It's Cuckoo Day so here are 10 things you didn't know about cuckoos:
- Cuckoos belong to the Family Cuculidae. The roadrunner bird which appears in the cartoons is a type of cuckoo.
- Cuckoos are famous for laying their eggs in the nests of other birds, but not all species of cuckoo do this. of the 127 species of cuckoo that exist, about 60 are brood parasites.
- The cuckoos that do this have evolved so that their eggs closely resemble those of their host. Non-parasitic cuckoos lay white eggs. Meanwhile, host species, such as the reed warbler, evolve to be able to tell the difference and eject the cuckoo egg before it hatches. Cuckoo chicks are much larger than their hosts and will push the other chicks out of the nest so it gets all the food.

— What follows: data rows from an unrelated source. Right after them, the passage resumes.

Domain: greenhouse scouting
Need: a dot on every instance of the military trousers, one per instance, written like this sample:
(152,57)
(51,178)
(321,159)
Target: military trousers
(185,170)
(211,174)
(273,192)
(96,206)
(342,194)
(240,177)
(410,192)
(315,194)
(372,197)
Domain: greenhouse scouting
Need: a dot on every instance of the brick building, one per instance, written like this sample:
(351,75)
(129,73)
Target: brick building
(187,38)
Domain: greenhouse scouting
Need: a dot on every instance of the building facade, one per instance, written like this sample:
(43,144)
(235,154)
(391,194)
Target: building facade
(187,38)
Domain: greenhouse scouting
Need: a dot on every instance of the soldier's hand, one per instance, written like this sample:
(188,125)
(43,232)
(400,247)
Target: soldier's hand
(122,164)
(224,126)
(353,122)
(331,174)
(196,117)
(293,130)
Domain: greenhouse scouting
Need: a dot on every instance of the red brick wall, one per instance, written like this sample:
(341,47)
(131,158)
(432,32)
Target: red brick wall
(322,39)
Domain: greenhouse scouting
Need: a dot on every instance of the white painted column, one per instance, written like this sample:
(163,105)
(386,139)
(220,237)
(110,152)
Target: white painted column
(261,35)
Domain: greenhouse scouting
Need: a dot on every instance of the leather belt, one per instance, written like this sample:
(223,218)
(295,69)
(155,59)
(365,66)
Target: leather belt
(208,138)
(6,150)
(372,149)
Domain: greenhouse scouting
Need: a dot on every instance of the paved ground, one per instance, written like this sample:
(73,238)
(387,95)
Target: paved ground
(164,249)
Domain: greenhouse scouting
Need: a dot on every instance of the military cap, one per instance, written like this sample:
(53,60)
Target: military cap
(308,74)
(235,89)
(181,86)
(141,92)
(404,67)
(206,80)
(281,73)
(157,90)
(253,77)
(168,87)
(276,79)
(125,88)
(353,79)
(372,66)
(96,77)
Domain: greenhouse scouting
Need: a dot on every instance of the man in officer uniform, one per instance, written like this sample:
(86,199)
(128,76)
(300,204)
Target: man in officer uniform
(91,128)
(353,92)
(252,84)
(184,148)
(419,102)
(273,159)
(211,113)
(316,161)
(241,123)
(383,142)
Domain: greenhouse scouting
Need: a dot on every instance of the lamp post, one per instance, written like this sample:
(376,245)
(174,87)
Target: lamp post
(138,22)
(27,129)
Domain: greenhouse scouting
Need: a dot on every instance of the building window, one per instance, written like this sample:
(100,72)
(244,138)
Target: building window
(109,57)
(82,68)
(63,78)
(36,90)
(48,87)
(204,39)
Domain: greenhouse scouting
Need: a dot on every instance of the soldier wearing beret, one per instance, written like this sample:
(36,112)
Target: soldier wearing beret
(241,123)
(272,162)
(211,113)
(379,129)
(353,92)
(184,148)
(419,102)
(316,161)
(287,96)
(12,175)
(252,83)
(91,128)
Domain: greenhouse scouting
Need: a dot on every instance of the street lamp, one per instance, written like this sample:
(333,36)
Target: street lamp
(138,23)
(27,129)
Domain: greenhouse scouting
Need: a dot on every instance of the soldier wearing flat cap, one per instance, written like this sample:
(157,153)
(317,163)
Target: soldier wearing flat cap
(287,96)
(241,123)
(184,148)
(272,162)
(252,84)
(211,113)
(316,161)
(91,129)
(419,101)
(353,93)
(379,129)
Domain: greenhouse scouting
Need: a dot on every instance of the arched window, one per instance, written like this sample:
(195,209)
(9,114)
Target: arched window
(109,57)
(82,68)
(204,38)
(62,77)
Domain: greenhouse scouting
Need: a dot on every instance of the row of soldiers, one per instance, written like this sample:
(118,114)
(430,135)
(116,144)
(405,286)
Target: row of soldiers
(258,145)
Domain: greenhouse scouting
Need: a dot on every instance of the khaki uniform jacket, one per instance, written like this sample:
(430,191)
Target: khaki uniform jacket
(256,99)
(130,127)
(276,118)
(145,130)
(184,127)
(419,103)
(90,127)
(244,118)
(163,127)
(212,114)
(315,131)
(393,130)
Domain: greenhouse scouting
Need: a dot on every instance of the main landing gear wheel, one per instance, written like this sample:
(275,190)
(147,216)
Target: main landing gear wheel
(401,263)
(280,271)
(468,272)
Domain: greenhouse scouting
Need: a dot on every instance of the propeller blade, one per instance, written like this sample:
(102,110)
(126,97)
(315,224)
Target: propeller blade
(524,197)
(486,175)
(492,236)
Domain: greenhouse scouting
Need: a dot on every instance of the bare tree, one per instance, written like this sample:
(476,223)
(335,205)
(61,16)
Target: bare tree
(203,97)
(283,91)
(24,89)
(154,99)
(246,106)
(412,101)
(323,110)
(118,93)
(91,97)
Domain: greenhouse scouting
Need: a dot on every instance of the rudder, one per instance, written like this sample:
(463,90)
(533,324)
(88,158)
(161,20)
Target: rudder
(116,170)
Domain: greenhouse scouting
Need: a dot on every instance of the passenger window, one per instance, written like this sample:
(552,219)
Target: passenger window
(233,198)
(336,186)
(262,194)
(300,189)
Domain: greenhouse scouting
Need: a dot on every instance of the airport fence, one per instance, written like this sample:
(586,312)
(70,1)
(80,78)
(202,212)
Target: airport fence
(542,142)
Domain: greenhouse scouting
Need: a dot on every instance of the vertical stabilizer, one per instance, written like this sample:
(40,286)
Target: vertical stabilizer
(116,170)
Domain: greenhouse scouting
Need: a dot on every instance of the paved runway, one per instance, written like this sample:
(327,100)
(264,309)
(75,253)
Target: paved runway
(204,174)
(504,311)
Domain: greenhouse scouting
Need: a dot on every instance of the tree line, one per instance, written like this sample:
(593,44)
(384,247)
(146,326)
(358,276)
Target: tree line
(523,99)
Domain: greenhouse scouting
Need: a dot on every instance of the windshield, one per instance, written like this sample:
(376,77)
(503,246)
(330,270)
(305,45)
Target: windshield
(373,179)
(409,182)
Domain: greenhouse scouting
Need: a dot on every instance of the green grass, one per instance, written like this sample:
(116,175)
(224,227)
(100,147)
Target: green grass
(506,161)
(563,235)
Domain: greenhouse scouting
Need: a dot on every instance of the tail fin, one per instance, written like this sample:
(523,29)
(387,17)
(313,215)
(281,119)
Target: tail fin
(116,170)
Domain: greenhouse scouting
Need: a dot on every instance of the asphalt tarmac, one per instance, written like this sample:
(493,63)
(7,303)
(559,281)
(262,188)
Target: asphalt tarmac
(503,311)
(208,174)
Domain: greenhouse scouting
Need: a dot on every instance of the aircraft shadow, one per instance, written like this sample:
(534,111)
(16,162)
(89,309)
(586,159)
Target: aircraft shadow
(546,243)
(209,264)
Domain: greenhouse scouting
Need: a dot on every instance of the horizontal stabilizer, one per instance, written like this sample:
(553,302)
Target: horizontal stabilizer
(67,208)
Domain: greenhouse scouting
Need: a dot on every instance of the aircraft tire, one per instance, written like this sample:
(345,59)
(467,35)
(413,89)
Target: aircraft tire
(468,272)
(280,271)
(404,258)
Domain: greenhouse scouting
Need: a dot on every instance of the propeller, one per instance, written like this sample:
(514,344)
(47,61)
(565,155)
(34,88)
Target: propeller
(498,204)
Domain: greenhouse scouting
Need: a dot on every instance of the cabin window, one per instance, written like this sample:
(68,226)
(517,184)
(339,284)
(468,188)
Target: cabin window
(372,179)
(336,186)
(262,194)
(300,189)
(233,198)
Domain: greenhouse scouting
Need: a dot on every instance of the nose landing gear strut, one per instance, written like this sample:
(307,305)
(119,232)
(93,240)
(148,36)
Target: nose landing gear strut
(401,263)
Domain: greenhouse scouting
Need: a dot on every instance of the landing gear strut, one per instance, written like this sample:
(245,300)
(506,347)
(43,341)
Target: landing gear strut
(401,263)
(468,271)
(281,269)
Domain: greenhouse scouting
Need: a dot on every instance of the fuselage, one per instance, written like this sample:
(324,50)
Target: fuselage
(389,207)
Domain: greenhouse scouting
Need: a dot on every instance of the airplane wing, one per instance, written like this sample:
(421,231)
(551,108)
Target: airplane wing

- The cuckoo's favourite food is caterpillars, including the big hairy ones other birds dislike.
- The word cuckoo comes from the call of the male bird. The first reference to a cuckoo in England dates to about 1240 in the poem Sumer Is Icumen In - "Summer has come in / Loudly sing, Cuckoo!"
- The cuckoo's call is usually in the key of C.
- The maximum recorded lifespan of a common cuckoo in the United Kingdom is 6 years, 11 months and 2 days.
- One of the most important distinguishing features of the cuckoo family are the feet, which are zygodactyl, meaning that the two inner toes point forward and the two outer point backward.
- Throughout the family there is wide variation in size (6 inches to 25 inches) and plumage. Non-parasitic cuckoos have much brighter plumage. Parasitic cuckoos often mimic birds of prey so that they can scare the host birds away for long enough to lay their eggs.
- In Greek mythology, Zeus transformed himself into a cuckoo so that he could seduce Hera.